Maaşlardaki Yüzdelik artış yeni “yüz DELİK” demektir
Veysi ERKEN Dr.
6289 sayılı Kanunla, 4688 sayılı Kanunun birçok maddesi ve adı değiştirilerek mevcut Kanun, Kamu Görevlileri Sendikaları ve Toplu Sözleşme Kanunu adıyla 4 Nisan 2012 tarihinde TBMM’de kabul edildi ve yürürlüğe girdi.
Evet,
Güya tarafların görüşleri alınacaktı.
Eğer tarafların görüşü alınıyorsa yetkili sendikalar ve sendikacılar sürekli memur ve memur emeklisinin mağduriyetinin müsebbipleri arasında yer alıyor.
Zira ücret ve maaş düzenlemeleri adalete, hakkaniyete, ülke gerçeklerine ve insani değerlere göre yapılmıyor.
Bilhassa sendika aidatları işveren konumunda olan devlet tarafından ödendiğinden beri sendikaların hak arama işlevleri tamamen bitirilmiş, sendika ağalığı oluşturulmuştur.
Yeni bir” toplu sözleşme görüşmeleri” dönemi başlayacak.
Taraflar ortak bir masa etrafında oturup pasta börek yiyerek ve dahi meşrubat içerek “yüzdelik” pazarlıklar yaparak “yüz DELİK” açacaklar. Mevcut delikleri yama tutmaz hale çevirecekler.
Yüzdelik artışlarla, kök, gövde, dal, ince dal ve yaprak maaşlarda artış yaptık diyecekler. Ücreti yüksek olana daha çok ücret az ücret alana az ücret oyununu beraber oynayacaklar.
Hatta iki yıl aradan sonra zorlu(!) bir o kadar mücadele(!) ve pazarlıkla(!) geçen “TOP”lu sözleşme görüşmeleri” oyununu başarılı bir şekilde oynadık diye ilan edecekler.
Mesela %50 artış sağladık diyecekler.
Peki, bu artış maaşlara nasıl yansıyacak dediğinizde 10,0000 lira maaş alanın maaşına 5.000 lira 100.000 lira maaş alanın maaşına 50.000 demeyecekler.
Gelir makasının daha da açıldığından bahsetmeyecekler.

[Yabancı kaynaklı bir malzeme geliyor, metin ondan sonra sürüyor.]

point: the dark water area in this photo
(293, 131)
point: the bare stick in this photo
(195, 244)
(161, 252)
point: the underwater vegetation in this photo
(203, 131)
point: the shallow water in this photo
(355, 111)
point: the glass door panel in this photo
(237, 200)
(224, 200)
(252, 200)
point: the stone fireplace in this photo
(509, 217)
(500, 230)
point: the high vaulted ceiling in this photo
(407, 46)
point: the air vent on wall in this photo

Tabir yerinde ise zengini daha da zenginleştirdiklerinden, fakiri daha da fakirleştirdiklerinden asla bahsetmeyecekler.
Sadece “Âli menfaat”, “ülkenin gerçekleri” ve “TOP”lu görüşmelerin ne kadar çetin geçtiğinden dem vuracaklar.
Muhtemeldir ki, bu oyunun ne kadar çetin geçtiğini izah babında “hakem Heyeti”nin de devreye girdiğinden de bahsedecekler.
Evet.
Yeni bir kandırma dönemi başlıyor.
Şayet sendikacılar samimi bir şekilde toplu sözleşme görüşmelerine katılacaklarsa asla “yüz DELİK” açacak ve “DELİK”leri kapatmayacak “yüzdelik” artışları kabul etmeyecekler.
Evet, samimilerse yapmaları gereken tek şey şudur.
En az maaşın en fazla 2,5 katı en yüksek maaş olur demeleridir.
Gelirler arasındaki makas ancak bu şekilde daralır.
Misal 10.000 lira taban maaş ise en yüksek maaş 25.000 lira olmalıdır. Bu gerçeklerden hareketle bugün en yüksek 100.000 ise en az maaş 40.000 lira seviyesine çıkarılmalı ve ara düzenlemeler buna göre yapılmalıdır.
Böylece külfet nimet dengesi korunmuş olur.
Bu anlayış hâkim olmadıkça “altta kalanın canı çıksın” uygulaması devam edecek, sendika ağaları ve bürokratlar saltanatlarını devam ettirmeye ve gelirlerini arttırmaya devam etmiş olacaklar.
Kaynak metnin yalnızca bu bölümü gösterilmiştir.